The IUPAP International Conference on Women in Physics will take place at the University of Birmingham from July 17-20 2017. Jointly hosted by the University of Birmingham and the Institute of Physics and the Universities of Warwick and Nottingham, it seeks to share and create good practice and strategic policy for improving the opportunities at all stages of female physicist’s careers.
The conference brings together country teams from around the world. We will be celebrating the diversity of what it means to be a ‘female physicist’ with an art installation. The installation is the collaborative work of Dr Annie Mahtani, electroacoustic composer (University of Birmingham School of Languages, Cultures, Art History & Music), anthropologist Liz Hingley and Prof Nicola Wilkin, theoretical physicist and Chair of the Conference Local organizing committee.
The installation brings together the arts and science to offer a unique insight into the work of women in physics today as they push forward the boundaries of knowledge and impact people’s lives around the world.
At the invitation of the artists, the 200 women delegates have submitted images of their diverse working environments. The images will be projected 360 degrees around the alcove underneath the UoB clock tower. The screenings will highlight the historic architecture of the symbolic UoB building. Responsive soundscapes created by Dr Mahtani from recordings taken in the University of Birmingham Physics department will accompany the screenings. The space will be enclosed with black drapes to create an immersive experience.
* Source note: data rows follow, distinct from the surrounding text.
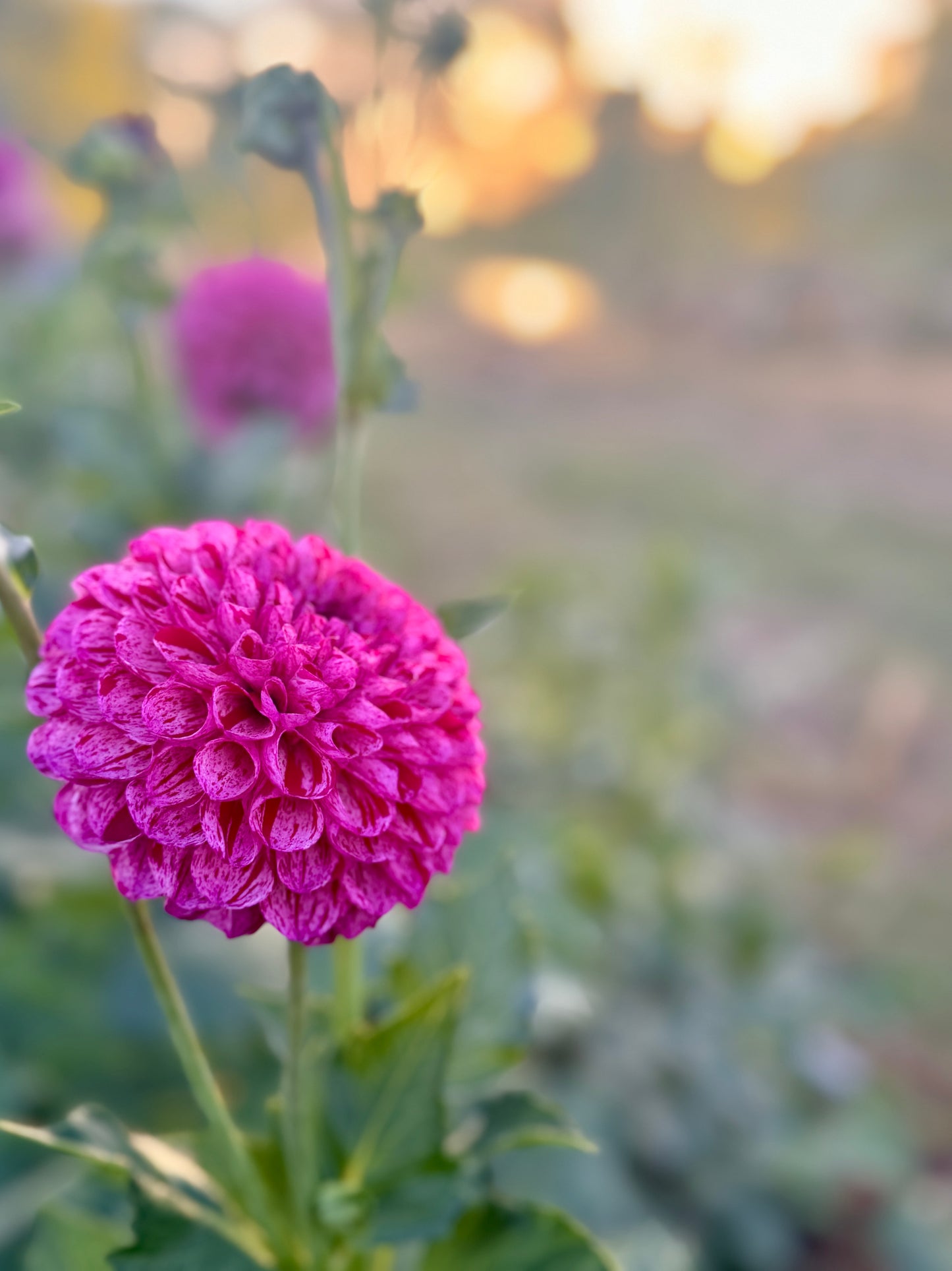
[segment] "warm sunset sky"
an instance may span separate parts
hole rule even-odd
[[[674,127],[710,116],[779,153],[872,104],[883,47],[932,0],[564,0],[583,64]]]

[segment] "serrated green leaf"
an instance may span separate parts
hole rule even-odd
[[[444,966],[472,969],[451,1083],[484,1080],[519,1063],[528,1042],[531,956],[503,835],[484,830],[479,852],[462,853],[451,877],[434,880],[414,915],[406,955],[407,988]]]
[[[452,639],[466,639],[484,627],[489,627],[506,611],[512,604],[510,596],[481,596],[476,600],[451,600],[439,605],[437,616],[443,629]]]
[[[51,1205],[37,1221],[23,1271],[109,1271],[108,1256],[128,1238],[128,1228],[113,1219]]]
[[[443,1082],[467,979],[449,972],[334,1055],[327,1117],[347,1182],[386,1182],[439,1155]]]
[[[465,1154],[480,1160],[520,1148],[598,1152],[597,1145],[576,1130],[556,1103],[531,1091],[506,1091],[484,1099],[473,1108],[472,1118],[476,1138],[466,1146]],[[465,1122],[459,1132],[466,1130]]]
[[[5,525],[0,525],[0,553],[22,595],[29,596],[39,577],[39,561],[33,539],[28,539],[25,534],[14,534]]]
[[[567,1214],[491,1201],[463,1214],[421,1271],[618,1271],[612,1256]]]
[[[208,1228],[136,1195],[133,1243],[112,1254],[113,1271],[255,1271],[245,1253]]]
[[[270,1265],[258,1228],[234,1210],[192,1157],[162,1139],[132,1134],[107,1108],[85,1104],[50,1127],[0,1120],[0,1131],[127,1176],[155,1204],[220,1233],[249,1251],[259,1266]]]

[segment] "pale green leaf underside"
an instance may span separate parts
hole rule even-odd
[[[85,1104],[50,1127],[0,1120],[0,1131],[129,1177],[156,1205],[217,1232],[260,1266],[273,1265],[258,1228],[234,1211],[192,1157],[162,1139],[129,1132],[107,1108]]]
[[[506,611],[512,596],[480,596],[475,600],[451,600],[437,609],[443,629],[452,639],[466,639],[489,627]]]

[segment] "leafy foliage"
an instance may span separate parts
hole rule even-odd
[[[338,1051],[327,1116],[345,1179],[386,1182],[439,1155],[442,1089],[466,980],[466,972],[451,971]]]
[[[268,1265],[251,1261],[220,1235],[189,1223],[180,1214],[159,1207],[145,1193],[136,1195],[135,1206],[135,1240],[112,1254],[112,1271],[206,1271],[208,1267],[255,1271]]]
[[[37,1223],[23,1271],[109,1271],[108,1256],[128,1238],[119,1223],[50,1205]]]
[[[423,1271],[612,1271],[613,1261],[564,1214],[486,1204],[435,1244]]]

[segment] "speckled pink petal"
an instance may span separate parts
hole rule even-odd
[[[156,737],[184,741],[208,724],[208,703],[187,684],[160,684],[142,703],[142,721]]]
[[[372,839],[364,839],[363,835],[354,834],[353,830],[345,830],[343,825],[329,824],[327,834],[334,848],[345,857],[350,857],[352,860],[373,863],[386,860],[395,853],[409,850],[407,844],[395,839],[387,831],[377,834]]]
[[[79,785],[67,782],[53,798],[53,816],[63,834],[90,852],[108,852],[117,843],[138,835],[121,783]]]
[[[109,853],[109,868],[121,895],[127,900],[155,900],[162,885],[152,868],[152,859],[161,848],[151,839],[133,839]]]
[[[382,866],[400,896],[400,902],[407,909],[415,909],[423,900],[429,882],[429,872],[410,853],[392,857]]]
[[[442,846],[447,834],[446,826],[439,820],[418,812],[409,803],[397,803],[390,830],[424,852],[435,852]]]
[[[275,855],[278,878],[291,891],[316,891],[330,882],[336,854],[325,839],[305,852],[279,852]]]
[[[259,840],[248,824],[245,807],[240,799],[227,802],[203,799],[202,827],[208,846],[227,860],[241,863],[258,855]]]
[[[95,723],[99,709],[99,671],[75,657],[66,657],[56,671],[56,691],[63,705],[80,719]]]
[[[338,899],[331,887],[301,895],[283,883],[277,883],[270,896],[261,902],[261,913],[265,921],[289,941],[321,944],[334,925]]]
[[[72,652],[81,661],[104,670],[116,657],[116,614],[93,609],[72,628]]]
[[[116,628],[116,656],[150,684],[169,679],[169,665],[155,646],[155,628],[141,618],[123,618]]]
[[[298,730],[329,759],[348,760],[372,755],[383,745],[381,733],[353,723],[324,723],[321,719]]]
[[[197,662],[199,666],[215,666],[221,653],[211,641],[204,641],[185,627],[160,627],[155,633],[155,647],[171,665]]]
[[[348,764],[348,773],[358,778],[376,794],[390,803],[396,803],[402,797],[400,770],[393,763],[380,759],[376,755],[366,755]]]
[[[340,913],[334,923],[334,937],[343,937],[345,941],[355,941],[358,935],[362,935],[368,927],[376,927],[378,919],[373,914],[368,914],[367,910],[359,909],[357,905],[348,905],[347,901],[341,902]]]
[[[202,788],[195,780],[194,765],[195,752],[190,746],[162,750],[145,774],[149,798],[160,807],[199,798]]]
[[[345,770],[338,773],[334,789],[324,802],[327,805],[329,817],[339,821],[345,830],[367,838],[386,830],[393,815],[391,803]]]
[[[251,825],[273,852],[303,852],[320,838],[324,816],[311,799],[286,794],[255,799]]]
[[[113,662],[99,677],[99,710],[104,719],[122,728],[136,741],[152,742],[155,736],[142,722],[142,703],[151,685]]]
[[[330,789],[330,764],[296,732],[283,732],[267,741],[263,759],[265,773],[286,794],[320,798]]]
[[[348,860],[340,873],[340,885],[350,904],[373,918],[381,918],[402,900],[400,890],[382,864]]]
[[[230,941],[239,935],[254,935],[264,927],[264,914],[258,905],[249,909],[209,909],[202,918],[223,932]]]
[[[195,755],[195,777],[209,798],[241,798],[258,780],[258,755],[237,741],[220,737]]]
[[[237,864],[225,860],[211,848],[199,848],[192,857],[192,878],[212,905],[232,909],[260,904],[274,887],[274,871],[264,849],[251,860]]]
[[[248,684],[260,688],[272,674],[272,655],[258,632],[246,630],[235,638],[228,665]]]
[[[212,709],[218,727],[230,737],[244,741],[263,741],[274,733],[274,722],[268,719],[251,700],[251,695],[236,684],[221,684],[215,690]]]
[[[85,724],[75,752],[84,771],[112,779],[138,777],[152,761],[151,746],[141,745],[112,723]]]
[[[86,726],[80,719],[57,716],[34,728],[27,741],[29,761],[44,777],[70,780],[83,775],[83,765],[76,759],[76,742]]]
[[[43,718],[58,710],[61,704],[56,691],[56,667],[52,662],[38,662],[27,680],[27,709]]]
[[[129,797],[128,791],[126,797]],[[133,811],[132,802],[129,802],[129,810]],[[187,848],[199,848],[204,843],[204,830],[197,802],[174,803],[171,807],[152,806],[146,820],[146,833],[164,846],[182,852]],[[136,821],[138,824],[137,817]]]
Visitors will be guided though the installation by stewards during the conference period.
This collaborative project follows on from ‘Making Space; celebrating women from the University of Birmingham’, a project showcasing the role of women in the UoB and reflecting on the need to make a better space for women on campus and beyond. Photographic portraits by Liz Hingley of over 60 leading women (including Dr Mahtani and Prof Wilkin) are currently on display in the rotunda space. Liz Hingley and Dr Mahtani, will lead a tour of both exhibitions during the conference.
To mark the conference at the University of Birmingham Dr Mahtani will record interviews with delegates talking about their lives’, work and inspirations’. She will create tweets to promote the event on social media and a significant soundscape responding to the conference, which will be available on the UoB website and archived.
Liz Hingley will be the official photographer for the conference, capturing portraits of delegates on the UoB campus throughout this historic event.
The screening will be uploaded to the University website alongside sound recordings and portraits of conference delegates to create a digital legacy – which will be of benefit for outreach activities, for the universities and the Institute of Physics.
Caption for the flyer:
“Hydrogen is the most abundant element in the known universe making up 75% of normal matter. It is the building block of everything we know.
The visual for the flyer employs a simple atomic model for protium (hydrogen’s most common isotope). A single electron orbits a single positive nucleus made up of a single proton.
The atomic nucleus and positive charge symbol perform the second function of forming the female gender symbol – visually communicating the idea of women at the heart of physics."